# Looking for a new home in Canada



## pisces1971 (Dec 6, 2007)

Hello,

I currently live in the United States and am looking to move to Canada. I was planning on moving east of Ontario(although am open to suggestions) especially more of the maritime provinces. I am looking for a place with a lower cost of living and decent job opportunities. Any suggestions? I have briefly looked at Halifax Nova Scotia, Saint Johns NB, Charlottetown PEI, but have yet to check out Newfoundland. 

Any help would be appreciated.

Thanks


----------



## tinamarie27 (Dec 6, 2007)

I am looking for the same so if you find out anything please share!
tina


----------



## CanadianGal (Dec 7, 2007)

I would not consider NFLD- as much as my Newfy friends would hate it they would agree. It has rugged beauty, harsh winters, you can't understand much said, although the people are very warm and friendly.
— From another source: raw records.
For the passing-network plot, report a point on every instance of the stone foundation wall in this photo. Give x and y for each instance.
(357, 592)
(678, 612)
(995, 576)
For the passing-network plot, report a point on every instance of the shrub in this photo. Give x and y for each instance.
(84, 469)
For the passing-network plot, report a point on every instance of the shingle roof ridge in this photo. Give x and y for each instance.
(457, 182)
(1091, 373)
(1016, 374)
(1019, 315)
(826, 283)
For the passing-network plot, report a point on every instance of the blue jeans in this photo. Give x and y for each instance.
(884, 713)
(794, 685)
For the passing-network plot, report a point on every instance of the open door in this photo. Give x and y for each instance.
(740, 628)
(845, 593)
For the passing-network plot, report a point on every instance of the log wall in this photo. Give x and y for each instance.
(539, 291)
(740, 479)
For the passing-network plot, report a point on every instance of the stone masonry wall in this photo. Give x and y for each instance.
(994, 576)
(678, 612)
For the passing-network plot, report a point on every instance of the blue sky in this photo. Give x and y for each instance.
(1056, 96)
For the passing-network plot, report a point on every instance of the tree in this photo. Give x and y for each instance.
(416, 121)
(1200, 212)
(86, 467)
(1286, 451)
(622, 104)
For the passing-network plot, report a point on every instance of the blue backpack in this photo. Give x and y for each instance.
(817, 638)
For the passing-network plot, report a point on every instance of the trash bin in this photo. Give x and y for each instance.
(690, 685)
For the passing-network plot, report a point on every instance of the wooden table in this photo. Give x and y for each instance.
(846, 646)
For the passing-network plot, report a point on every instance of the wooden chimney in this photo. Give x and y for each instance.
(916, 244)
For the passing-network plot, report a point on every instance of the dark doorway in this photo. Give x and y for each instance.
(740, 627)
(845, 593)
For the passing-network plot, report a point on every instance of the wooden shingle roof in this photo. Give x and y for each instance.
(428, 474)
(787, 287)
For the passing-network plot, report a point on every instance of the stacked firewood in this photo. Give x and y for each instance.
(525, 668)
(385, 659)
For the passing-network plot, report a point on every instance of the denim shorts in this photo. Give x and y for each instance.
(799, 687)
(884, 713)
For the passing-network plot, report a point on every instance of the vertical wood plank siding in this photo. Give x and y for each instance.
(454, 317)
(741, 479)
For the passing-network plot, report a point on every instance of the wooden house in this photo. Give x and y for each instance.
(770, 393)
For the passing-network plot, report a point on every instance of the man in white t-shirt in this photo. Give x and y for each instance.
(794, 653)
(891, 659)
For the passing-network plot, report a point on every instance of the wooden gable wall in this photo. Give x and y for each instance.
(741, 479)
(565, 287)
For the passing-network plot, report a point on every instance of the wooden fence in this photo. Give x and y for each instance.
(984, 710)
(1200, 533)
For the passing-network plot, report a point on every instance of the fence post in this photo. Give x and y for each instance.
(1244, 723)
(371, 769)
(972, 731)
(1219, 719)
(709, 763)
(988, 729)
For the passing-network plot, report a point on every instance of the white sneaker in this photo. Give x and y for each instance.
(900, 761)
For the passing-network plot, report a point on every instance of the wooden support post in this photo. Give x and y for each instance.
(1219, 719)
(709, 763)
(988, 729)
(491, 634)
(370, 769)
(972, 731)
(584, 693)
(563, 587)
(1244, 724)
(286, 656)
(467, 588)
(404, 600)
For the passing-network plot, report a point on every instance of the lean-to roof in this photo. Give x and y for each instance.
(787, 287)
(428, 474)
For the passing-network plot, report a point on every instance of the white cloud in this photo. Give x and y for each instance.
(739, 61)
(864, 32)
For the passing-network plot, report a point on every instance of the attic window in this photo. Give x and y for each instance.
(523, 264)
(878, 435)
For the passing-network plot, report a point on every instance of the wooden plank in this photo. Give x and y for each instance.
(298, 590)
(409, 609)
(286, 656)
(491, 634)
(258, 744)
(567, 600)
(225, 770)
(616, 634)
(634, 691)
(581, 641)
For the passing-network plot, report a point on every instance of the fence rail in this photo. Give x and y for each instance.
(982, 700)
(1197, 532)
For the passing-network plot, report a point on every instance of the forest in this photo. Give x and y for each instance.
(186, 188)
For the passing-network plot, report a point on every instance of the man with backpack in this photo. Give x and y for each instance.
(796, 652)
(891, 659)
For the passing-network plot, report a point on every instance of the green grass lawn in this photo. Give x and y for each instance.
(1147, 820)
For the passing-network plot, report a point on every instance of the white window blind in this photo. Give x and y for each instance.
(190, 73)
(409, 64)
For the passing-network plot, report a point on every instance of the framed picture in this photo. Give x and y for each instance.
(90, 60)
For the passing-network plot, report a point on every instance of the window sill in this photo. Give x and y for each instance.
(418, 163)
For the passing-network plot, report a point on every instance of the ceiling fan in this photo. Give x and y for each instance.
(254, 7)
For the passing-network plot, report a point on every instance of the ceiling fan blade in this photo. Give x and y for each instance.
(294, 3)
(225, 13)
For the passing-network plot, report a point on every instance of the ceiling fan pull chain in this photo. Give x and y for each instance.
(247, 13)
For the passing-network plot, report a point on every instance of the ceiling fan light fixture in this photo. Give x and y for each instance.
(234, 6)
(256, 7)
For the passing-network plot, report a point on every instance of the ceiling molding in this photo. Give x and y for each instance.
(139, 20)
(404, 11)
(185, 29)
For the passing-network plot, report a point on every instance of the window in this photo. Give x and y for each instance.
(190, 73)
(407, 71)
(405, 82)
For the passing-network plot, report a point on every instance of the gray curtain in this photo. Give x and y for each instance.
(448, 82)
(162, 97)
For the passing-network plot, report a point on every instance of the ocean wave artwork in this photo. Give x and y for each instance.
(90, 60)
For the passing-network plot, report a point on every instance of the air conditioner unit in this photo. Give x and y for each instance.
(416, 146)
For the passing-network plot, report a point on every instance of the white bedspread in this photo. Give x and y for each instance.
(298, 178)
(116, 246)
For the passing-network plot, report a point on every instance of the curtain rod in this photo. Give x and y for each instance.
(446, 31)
I am serious-sometimes we don't understand a darn word they say. They have a lovely and confusing lingo of their own with an accent that is endearing, but leaves a person utterly lost in a conversation!. Mainly though, most Newfies have to leave the province to get good jobs. It is a poorer province but in the future that may change with offshore oil etc. For opportunity Newfies leave their home for Ontario and Alberta and B.C. But every single one of them loves their province and misses it dearly. I mean they get misty eyed. ALL OF THEM! They plan to retire back home where homes are dead-give it away cheap (lack of work) but everything else is expensive(gas and groceries).
A greater bunch of salt of the earth folk you'll never meet.


----------